Poem on Rice Paper
She forced my music into headphones
and gave away my comics.
She dried out all my wet dreams
and "lost" my khaki t-shirt.
She sucked the milk out of my coffee
and the froth from off my beer.
Please don't tell her I write poetry!
23 July 1989
This is a gross exaggeration of course but there’s some truth here. I was clearly feeling hemmed-in at this point in my life. Less by F. if I’m being honest—and B. would’ve been no better—but by where my life choices had led me and were leading me; the future looked bleak. Everything important to me was getting squeezed into smaller and smaller boxes or eradicated. That’s what happens when you try to walk in another man’s footsteps. Of course it depends on which translation you read. Some render 1 Peter 2:21 as “follow his footsteps” whereas others say “follow in his footsteps”. That wee “in” does make all the difference. The first means head in the same general direction; the latter means adjust your gait to his. If you’ve even walked down the beach and tried to step in the footsteps of someone whose gone ahead of you you’ll realise how unnatural it feels especially if he’s a couple of feet taller than you.

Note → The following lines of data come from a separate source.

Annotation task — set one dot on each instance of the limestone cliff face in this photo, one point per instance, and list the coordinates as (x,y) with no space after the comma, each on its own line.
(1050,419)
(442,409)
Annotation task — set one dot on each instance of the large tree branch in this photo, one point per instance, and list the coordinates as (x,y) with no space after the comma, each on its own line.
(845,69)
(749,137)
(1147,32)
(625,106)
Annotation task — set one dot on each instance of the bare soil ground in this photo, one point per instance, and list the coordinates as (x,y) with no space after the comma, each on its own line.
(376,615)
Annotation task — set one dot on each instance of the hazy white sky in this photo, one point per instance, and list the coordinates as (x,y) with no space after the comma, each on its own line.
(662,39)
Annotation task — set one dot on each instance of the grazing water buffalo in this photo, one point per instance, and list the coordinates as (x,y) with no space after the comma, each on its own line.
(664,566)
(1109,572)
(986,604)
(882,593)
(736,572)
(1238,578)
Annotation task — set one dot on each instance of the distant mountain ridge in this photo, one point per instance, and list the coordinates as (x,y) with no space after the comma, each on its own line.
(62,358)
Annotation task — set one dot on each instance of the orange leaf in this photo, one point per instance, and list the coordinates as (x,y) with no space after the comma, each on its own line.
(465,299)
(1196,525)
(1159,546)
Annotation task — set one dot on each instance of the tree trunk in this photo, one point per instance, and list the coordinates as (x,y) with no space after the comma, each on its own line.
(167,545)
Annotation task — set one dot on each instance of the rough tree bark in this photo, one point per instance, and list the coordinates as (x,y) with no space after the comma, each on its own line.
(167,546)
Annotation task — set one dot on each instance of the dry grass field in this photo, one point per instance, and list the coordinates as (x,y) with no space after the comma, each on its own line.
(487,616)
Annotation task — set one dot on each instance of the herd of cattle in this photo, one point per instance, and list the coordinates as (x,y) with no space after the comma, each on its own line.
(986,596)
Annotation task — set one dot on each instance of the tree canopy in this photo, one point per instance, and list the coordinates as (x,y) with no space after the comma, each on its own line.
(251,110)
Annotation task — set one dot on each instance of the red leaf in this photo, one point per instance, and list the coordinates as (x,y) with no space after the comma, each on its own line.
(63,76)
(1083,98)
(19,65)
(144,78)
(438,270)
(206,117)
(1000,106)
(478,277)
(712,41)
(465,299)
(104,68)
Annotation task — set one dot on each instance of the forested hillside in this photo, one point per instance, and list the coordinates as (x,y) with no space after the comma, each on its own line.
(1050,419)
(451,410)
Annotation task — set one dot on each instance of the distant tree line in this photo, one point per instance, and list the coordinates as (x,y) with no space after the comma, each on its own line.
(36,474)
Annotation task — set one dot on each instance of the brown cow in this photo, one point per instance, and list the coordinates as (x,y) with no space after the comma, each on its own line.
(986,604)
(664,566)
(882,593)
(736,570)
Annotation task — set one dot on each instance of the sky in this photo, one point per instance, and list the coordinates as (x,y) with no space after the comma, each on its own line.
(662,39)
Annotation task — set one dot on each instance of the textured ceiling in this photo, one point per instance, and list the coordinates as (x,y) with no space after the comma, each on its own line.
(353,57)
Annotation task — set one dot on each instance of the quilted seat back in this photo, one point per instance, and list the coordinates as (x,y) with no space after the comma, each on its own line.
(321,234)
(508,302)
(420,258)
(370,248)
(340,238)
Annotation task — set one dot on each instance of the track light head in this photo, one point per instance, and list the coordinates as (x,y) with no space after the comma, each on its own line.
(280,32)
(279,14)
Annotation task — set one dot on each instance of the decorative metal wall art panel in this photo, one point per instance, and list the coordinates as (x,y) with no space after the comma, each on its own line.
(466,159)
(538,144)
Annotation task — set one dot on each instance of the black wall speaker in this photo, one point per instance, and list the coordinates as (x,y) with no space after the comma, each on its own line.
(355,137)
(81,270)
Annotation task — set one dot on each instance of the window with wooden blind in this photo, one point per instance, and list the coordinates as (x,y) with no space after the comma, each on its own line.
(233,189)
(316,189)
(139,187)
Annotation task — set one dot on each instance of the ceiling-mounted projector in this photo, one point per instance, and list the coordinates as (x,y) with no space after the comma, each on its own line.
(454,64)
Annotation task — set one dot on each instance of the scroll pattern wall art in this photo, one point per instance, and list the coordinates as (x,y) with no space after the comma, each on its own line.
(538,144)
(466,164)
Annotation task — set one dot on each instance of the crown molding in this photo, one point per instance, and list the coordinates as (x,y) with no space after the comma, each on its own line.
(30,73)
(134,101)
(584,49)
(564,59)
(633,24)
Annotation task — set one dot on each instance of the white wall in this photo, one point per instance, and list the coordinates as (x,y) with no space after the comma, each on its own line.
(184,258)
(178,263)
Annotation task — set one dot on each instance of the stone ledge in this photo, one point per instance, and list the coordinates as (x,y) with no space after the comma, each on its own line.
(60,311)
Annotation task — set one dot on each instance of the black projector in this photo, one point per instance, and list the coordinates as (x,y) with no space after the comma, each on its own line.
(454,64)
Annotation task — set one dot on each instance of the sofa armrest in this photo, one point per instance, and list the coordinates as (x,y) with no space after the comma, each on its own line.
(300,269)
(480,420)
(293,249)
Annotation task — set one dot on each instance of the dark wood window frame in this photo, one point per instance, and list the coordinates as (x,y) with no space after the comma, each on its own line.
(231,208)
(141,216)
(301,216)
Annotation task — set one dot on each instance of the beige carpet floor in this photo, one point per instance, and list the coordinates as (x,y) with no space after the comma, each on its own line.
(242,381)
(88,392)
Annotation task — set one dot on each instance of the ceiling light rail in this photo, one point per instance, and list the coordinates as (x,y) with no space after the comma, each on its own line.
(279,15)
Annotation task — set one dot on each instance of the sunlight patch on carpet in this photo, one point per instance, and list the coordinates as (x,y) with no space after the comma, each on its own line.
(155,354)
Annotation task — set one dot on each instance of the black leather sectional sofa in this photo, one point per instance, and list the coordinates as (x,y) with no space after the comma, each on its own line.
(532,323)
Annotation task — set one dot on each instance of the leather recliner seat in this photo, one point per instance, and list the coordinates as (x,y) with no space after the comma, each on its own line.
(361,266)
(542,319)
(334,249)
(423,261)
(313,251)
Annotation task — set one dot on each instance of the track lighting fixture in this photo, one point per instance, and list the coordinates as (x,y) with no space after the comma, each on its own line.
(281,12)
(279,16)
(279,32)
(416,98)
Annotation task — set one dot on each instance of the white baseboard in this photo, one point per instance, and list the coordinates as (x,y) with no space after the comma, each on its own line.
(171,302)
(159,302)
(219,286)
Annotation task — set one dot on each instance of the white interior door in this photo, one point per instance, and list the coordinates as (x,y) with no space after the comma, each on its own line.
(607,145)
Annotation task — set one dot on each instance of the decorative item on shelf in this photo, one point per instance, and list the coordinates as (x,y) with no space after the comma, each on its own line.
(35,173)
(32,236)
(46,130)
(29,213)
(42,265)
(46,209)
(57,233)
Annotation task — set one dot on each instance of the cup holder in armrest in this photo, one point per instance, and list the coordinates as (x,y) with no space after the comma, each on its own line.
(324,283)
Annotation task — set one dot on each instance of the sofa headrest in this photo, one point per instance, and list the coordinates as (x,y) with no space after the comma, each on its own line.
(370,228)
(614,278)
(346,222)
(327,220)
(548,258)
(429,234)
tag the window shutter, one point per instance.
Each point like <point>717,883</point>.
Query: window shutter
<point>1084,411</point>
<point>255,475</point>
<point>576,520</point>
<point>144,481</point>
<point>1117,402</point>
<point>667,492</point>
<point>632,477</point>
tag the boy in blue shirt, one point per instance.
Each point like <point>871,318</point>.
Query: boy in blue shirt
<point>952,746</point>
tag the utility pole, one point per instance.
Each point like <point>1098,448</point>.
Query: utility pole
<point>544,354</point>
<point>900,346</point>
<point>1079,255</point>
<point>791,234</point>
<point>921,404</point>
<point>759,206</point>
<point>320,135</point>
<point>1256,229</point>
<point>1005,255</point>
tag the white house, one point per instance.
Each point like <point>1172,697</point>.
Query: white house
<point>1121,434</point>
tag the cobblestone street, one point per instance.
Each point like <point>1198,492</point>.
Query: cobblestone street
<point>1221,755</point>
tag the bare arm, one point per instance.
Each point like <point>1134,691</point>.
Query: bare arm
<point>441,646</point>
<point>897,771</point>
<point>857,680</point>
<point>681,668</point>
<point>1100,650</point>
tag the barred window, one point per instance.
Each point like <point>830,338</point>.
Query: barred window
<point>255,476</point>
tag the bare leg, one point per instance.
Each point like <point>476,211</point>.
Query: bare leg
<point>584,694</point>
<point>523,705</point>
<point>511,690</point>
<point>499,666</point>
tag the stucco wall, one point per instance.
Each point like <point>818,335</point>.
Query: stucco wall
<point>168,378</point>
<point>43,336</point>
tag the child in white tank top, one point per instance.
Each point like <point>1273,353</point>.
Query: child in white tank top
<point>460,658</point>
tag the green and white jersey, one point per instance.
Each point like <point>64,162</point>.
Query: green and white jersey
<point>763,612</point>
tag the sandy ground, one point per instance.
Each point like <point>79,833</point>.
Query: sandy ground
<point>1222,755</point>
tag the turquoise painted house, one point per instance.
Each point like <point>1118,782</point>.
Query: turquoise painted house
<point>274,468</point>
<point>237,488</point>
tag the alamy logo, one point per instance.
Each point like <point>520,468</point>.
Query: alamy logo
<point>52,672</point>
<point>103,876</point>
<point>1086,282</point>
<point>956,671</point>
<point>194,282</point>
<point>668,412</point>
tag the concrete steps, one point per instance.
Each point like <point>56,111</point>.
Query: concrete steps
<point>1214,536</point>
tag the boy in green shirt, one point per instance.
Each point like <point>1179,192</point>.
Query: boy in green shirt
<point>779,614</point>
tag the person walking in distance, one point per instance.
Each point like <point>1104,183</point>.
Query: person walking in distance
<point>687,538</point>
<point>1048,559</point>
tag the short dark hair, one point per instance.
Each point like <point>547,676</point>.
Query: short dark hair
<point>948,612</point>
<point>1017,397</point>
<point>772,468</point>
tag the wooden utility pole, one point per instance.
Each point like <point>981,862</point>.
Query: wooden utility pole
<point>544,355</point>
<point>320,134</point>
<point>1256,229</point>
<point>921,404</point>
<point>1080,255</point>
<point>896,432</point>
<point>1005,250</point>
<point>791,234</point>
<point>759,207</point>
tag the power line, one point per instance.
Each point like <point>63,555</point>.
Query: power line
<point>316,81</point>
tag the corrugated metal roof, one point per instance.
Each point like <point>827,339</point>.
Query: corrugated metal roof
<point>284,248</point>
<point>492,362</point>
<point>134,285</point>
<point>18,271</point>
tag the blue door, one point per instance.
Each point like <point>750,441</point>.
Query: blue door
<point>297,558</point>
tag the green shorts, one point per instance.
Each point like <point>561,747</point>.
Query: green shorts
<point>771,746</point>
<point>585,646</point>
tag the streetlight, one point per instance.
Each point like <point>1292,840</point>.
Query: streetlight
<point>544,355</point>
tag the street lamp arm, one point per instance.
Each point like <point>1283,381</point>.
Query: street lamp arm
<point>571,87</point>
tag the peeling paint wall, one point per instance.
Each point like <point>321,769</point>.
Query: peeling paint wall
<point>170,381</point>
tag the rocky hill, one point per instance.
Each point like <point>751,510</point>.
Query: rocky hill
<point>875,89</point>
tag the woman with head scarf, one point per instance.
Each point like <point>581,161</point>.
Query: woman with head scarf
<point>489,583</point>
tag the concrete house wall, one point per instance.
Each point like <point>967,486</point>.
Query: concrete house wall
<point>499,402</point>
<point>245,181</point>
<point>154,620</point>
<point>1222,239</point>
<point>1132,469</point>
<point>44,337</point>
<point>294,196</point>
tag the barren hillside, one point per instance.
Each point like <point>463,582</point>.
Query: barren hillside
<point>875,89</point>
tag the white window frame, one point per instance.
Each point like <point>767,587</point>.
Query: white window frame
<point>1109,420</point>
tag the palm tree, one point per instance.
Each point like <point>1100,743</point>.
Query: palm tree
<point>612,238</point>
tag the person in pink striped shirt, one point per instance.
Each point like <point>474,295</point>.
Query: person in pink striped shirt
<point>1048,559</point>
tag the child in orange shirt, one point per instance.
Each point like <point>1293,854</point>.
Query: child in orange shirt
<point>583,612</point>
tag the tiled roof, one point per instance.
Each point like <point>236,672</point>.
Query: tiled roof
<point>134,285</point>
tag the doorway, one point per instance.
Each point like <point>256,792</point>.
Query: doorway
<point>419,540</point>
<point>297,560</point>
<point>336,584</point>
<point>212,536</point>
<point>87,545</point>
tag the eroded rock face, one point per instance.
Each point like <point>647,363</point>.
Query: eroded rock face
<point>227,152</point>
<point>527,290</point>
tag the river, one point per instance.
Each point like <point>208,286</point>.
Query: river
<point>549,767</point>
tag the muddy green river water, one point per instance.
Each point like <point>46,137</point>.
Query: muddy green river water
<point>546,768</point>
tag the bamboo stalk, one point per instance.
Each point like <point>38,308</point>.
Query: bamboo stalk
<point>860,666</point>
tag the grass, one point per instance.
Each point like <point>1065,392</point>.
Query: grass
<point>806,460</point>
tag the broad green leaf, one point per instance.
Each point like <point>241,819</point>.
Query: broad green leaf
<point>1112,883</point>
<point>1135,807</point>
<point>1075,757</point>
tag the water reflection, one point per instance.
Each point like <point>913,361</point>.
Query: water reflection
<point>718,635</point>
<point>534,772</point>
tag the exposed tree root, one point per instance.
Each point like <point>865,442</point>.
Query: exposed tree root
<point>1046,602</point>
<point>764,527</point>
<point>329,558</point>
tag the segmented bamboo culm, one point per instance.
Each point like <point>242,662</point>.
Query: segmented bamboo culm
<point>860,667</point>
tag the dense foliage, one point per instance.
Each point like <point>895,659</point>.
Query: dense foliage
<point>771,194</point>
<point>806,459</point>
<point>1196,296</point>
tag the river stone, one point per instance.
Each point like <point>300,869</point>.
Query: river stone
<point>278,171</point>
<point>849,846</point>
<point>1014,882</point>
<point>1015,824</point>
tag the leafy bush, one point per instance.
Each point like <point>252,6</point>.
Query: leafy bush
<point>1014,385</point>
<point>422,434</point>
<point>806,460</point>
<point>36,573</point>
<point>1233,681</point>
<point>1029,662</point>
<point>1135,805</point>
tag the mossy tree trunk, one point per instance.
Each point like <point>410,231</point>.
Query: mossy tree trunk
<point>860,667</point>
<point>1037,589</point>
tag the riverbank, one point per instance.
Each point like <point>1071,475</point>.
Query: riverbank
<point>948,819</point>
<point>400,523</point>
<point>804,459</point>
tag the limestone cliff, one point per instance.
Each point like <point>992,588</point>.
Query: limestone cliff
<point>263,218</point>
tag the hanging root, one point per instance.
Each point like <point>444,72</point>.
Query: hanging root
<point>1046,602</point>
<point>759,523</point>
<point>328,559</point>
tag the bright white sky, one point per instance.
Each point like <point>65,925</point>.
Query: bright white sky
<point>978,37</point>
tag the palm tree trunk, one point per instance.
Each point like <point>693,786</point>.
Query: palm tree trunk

Most habits are unnatural at first; you have to work at them until they become ingrained. That still doesn’t make them natural. You’ve just trained yourself to behave a certain way. Like one of Pavlov’s dogs or Skinner’s rats. This doesn’t mean that everything unnatural is bad—you don’t see many animals doing calisthenics or yoga or reciting the times tables—and what’s so bad about a bell ringing to tell you it’s time for tea? In big houses there used to be a dinner gong for goodness sake.